職場の上司や同僚と話していると、「最近の新人はメンタル弱すぎ」なんてことをよく耳にしています。
豆腐メンタルの私から見ればメンタル弱すぎな新人はあまり居ないのですが、新人がメンタル弱すぎと見られるのはなぜなのでしょうか?
新人のメンタルが弱いのは会社のせい?
最近の新人など若い人が上司や先輩からメンタルが弱いと言われる要因には、「会社の問題」もあります。
ネットで「新人 メンタル弱い」などと調べると、メンタルが弱いのは新人本人に問題があるかのような情報ばかりがヒットします。私の豆腐メンタルは確かに私自身に問題があるのですが、新人のメンタルが弱いように見えるのは本人に問題ないケースも少なくありません。
むしろ職場の環境など新人を受け入れている会社側に問題があって、新人のメンタルが弱いと感じてしまうことがあるのです。
体育会系の環境
新人のメンタルが弱く見える会社側の問題として、1つに「体育会系の環境」が挙げられます。私も体育会系出身ではないので、就職したばかりの頃には会社内にはびこる体育会系の雰囲気に馴染めませんでした。

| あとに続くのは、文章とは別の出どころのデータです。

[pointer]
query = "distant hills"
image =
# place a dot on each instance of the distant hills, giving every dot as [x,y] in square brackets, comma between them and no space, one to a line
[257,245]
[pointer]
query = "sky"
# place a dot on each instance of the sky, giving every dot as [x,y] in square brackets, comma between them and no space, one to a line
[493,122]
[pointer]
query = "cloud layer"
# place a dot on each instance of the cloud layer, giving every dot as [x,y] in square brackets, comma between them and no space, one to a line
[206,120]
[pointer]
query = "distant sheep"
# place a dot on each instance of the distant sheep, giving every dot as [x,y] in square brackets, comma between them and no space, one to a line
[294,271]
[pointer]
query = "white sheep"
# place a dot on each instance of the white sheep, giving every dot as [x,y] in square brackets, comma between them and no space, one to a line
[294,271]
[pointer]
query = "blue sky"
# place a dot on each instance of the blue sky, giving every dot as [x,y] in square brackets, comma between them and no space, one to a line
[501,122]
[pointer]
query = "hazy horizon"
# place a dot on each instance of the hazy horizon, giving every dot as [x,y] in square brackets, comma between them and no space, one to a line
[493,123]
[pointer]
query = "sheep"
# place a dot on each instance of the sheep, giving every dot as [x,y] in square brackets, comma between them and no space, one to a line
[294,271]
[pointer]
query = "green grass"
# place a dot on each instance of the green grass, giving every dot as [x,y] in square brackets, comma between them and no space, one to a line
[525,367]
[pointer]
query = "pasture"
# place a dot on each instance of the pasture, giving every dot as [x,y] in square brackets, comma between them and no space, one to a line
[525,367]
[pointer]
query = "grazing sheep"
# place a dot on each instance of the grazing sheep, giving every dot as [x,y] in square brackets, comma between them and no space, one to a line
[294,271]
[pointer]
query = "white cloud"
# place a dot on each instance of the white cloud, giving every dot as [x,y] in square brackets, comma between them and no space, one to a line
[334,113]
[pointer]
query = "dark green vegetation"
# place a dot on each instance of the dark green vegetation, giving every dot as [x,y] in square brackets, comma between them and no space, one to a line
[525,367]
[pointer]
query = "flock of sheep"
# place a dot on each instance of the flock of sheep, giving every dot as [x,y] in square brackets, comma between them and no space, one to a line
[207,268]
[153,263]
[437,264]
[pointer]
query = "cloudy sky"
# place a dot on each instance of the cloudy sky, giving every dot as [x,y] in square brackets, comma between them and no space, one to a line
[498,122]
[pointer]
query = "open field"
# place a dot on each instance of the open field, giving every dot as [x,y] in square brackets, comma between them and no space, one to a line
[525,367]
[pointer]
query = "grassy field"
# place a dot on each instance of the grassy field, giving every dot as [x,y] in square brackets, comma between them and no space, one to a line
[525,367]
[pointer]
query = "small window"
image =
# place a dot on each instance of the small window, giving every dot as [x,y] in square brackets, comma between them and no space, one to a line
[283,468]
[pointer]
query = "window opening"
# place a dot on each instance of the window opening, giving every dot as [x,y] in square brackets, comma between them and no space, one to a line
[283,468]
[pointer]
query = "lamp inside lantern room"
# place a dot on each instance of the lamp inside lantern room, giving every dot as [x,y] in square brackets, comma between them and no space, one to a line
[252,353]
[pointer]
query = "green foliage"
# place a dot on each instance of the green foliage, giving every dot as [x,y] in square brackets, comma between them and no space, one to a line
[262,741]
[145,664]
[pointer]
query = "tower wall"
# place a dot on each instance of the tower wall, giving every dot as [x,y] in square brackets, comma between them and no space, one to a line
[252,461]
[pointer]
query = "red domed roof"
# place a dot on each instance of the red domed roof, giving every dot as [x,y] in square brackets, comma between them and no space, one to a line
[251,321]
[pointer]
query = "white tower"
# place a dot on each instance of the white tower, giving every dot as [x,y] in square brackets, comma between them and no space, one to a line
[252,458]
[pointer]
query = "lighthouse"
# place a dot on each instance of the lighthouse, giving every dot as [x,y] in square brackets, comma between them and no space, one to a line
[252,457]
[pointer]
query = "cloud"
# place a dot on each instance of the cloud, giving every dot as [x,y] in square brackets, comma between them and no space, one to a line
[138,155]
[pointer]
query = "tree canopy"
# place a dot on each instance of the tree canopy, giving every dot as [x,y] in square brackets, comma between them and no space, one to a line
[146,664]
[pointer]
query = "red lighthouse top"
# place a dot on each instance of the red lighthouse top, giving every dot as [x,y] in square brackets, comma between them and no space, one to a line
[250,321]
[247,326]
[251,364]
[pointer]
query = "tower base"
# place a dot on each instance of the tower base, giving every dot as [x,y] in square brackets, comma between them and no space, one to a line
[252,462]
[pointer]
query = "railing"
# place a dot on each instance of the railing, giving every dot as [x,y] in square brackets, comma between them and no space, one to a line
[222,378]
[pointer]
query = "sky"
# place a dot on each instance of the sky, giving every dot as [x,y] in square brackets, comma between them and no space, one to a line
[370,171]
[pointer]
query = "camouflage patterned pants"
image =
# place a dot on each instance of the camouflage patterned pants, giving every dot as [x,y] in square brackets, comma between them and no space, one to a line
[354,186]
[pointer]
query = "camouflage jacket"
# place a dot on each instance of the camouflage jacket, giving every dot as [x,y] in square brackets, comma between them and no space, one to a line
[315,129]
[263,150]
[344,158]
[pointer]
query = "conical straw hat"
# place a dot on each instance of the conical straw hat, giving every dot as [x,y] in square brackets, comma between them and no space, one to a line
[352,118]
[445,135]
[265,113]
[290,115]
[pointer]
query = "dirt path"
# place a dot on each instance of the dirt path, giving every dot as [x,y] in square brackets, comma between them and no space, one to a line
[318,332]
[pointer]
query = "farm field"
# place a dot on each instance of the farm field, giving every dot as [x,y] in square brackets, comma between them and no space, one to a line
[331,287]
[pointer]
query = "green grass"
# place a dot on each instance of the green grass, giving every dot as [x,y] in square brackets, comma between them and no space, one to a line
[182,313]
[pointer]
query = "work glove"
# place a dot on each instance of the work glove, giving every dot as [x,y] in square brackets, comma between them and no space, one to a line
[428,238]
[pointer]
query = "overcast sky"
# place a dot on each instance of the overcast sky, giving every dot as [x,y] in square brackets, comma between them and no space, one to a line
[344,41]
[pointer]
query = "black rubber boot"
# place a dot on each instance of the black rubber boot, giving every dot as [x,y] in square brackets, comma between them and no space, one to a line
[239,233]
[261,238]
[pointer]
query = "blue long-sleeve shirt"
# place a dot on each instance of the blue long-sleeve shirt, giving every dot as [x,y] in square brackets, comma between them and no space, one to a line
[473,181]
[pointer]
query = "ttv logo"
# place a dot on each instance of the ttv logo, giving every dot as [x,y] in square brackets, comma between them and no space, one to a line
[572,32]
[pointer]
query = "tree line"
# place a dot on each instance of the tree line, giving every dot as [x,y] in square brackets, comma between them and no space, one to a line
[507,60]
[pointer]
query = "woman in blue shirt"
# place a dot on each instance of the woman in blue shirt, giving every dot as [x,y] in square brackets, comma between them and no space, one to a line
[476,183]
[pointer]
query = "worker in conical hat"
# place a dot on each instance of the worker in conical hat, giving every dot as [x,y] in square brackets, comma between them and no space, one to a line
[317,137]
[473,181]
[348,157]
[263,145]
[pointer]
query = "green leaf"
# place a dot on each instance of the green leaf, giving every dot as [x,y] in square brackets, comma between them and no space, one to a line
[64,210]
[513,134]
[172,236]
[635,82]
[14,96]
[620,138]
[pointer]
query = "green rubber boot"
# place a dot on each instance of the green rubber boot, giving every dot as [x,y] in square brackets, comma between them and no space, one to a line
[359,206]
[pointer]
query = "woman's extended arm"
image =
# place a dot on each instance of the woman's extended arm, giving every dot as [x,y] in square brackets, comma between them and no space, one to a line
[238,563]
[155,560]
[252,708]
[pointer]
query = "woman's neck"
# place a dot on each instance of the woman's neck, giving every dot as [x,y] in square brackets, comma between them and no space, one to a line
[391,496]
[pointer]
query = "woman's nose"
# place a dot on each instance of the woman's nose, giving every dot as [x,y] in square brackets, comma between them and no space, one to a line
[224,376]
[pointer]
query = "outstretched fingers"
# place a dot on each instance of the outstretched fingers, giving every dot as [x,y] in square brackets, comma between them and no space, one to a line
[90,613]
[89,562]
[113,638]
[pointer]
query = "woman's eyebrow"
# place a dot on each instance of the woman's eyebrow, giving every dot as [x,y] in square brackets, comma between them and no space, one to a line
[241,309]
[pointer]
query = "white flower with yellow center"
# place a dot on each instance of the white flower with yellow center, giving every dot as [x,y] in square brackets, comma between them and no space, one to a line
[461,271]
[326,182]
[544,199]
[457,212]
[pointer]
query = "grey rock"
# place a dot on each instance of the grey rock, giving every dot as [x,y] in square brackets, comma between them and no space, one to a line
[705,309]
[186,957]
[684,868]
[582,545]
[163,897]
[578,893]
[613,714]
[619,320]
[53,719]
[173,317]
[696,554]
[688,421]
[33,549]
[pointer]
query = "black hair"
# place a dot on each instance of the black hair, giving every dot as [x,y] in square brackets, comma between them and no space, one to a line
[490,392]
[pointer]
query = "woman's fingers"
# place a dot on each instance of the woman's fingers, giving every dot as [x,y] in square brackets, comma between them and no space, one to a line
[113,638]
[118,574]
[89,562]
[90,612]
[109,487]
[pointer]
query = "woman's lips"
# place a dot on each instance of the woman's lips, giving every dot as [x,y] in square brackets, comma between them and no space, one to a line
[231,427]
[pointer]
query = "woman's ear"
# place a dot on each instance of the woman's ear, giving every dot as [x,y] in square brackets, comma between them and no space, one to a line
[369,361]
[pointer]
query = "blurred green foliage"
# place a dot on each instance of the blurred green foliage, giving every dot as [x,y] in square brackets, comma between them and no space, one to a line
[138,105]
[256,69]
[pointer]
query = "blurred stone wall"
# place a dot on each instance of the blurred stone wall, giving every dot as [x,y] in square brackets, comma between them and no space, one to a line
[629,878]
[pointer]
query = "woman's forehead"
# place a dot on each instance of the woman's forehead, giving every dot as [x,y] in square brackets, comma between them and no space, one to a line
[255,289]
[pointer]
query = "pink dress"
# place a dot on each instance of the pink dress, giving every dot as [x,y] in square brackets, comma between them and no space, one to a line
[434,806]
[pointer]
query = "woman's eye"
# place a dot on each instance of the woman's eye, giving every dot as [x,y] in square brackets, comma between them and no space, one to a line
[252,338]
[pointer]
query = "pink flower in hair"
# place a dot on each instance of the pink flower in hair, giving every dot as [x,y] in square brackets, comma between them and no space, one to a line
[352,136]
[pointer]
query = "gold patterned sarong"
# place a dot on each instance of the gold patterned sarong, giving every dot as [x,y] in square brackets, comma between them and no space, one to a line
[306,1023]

体育会系出身者は厳しい上下関係の中で育ってきたため、挨拶やある程度の礼儀作法が身についています。さらに、体育会系においては指導者や先輩は絶対的な存在であるため、上司や先輩の指示に素直に従う性質も持っています。
加えて、理不尽とも言える厳しい練習に耐え抜いてきたこともあって、精神的・肉体的な強さも持っているのです。他にも協調性やコミュニケーション能力、リーダーシップなどに優れていることから、雇う会社側が体育会系出身の人材を好む傾向があります。
職場に体育会系出身者が多いと、職場が体育会系の環境になってしまいます。理不尽なほど上下関係が厳しく、パワハラまがいのことが日常的に行われていたりすのです。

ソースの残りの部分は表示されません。